Chris Stephens, whose office previously assisted Baguma with her asylum claim, said there was a pressing need to know more about why people had died while in the care of the Home Office.

“Some might be due to underlying health conditions but others may have taken their own lives,” he added.

“These people have gone through things that we just can’t possibly imagine.”

READ MORE: There is no refugee crisis, but Priti Patel and co seem determined to have one

Human rights lawyer Aamer Anwar added: “If the Home Office was running a civilized system that was fair and accountable it would have nothing to fear in terms of publishing figures about asylum seekers dying. People have a right to know.”

The destructive impact of the asylum system on people’s mental health is well documented.
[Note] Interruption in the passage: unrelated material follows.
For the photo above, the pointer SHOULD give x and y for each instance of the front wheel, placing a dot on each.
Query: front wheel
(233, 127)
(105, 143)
According to the Mental Health Foundation asylum seekers are five times more likely to have mental health needs than the general population and more than 61% will experience serious mental distress.

Factors that make them more vulnerable include trauma such as torture, detention, or experiences of violence both in their countries of origin – such as Syria, South Sudan, Iran and El Salvador – and on treacherous journeys to the UK, often facilitated by people smugglers.

Fiona Crombie, a psycho-therapist and manager of Freedom for Torture in Scotland, which supports asylum seekers in mental distress, said she feared that figures for the next six months could be higher still. “We are currently sitting on a mental health time bomb,” she told The Ferret. “We’re seeing a significant decline in mental health levels in the course of lockdown.”

NHS services, she claimed, had been “overwhelmed” by the level of need, making it almost impossible for new referrals to be accepted.

Meanwhile those still in hotel accommodation are struggling, with young people in particular finding it hard to cope, she added. Of particular concern are those in McLays Guest House in Glasgow “I have a very high level of concern for people currently, she said.

“We’ve already seen the death of Adnan, a very vulnerable person possibly with PTSD. Now in the same hotel we have people being told to isolate in small rooms. For anyone who has been held captive for example, this could be extremely triggering.

“It’s imperative that people are moved out of hotels and back into appropriate accommodation with one or two people.”

Dylan Fotoohi, co-founder of campaign group Refugees for Justice, said the lack of safety within the system was highlighted by the number of deaths revealed.

He added: “The system is unsafe physically, especially during the pandemic as we saw with the lockdown in McLay’s Guest House. Even outwith covid it is unsafe psychologically – now that is just amplified.

“As an asylum seeker you have to rely on the Home Office and a private [housing] company for the level of support that you need. The system doesn’t afford people the same rights as other people. That’s all that we’ve ever been asking for – equal rights and to live with dignity.”

A spokesperson for Mears Group confirmed that about 200 asylum seekers were currently in three hotels across the city, though many who had been there since March or April of this year have now been moved to flats.

It claims all health and mental health concerns are dealt with by the NHS Asylum Health Bridging Team.

They added: “Mears is committed to ending the use of hotels as soon as possible. The major constraint is the availability of suitable vacant accommodation. We have been working closely with Glasgow City Council, who approve the procurement of all accommodation used for housing asylum seekers.”

A spokesperson for the Home Office said: “We are saddened to hear of the death of any individual in asylum accommodation.

"Our thoughts are with their loved ones and support is available from a number of organisations to help those affected.

“The health and wellbeing of asylum seekers has and always will be the priority, and we will continue to provide support to those that need it."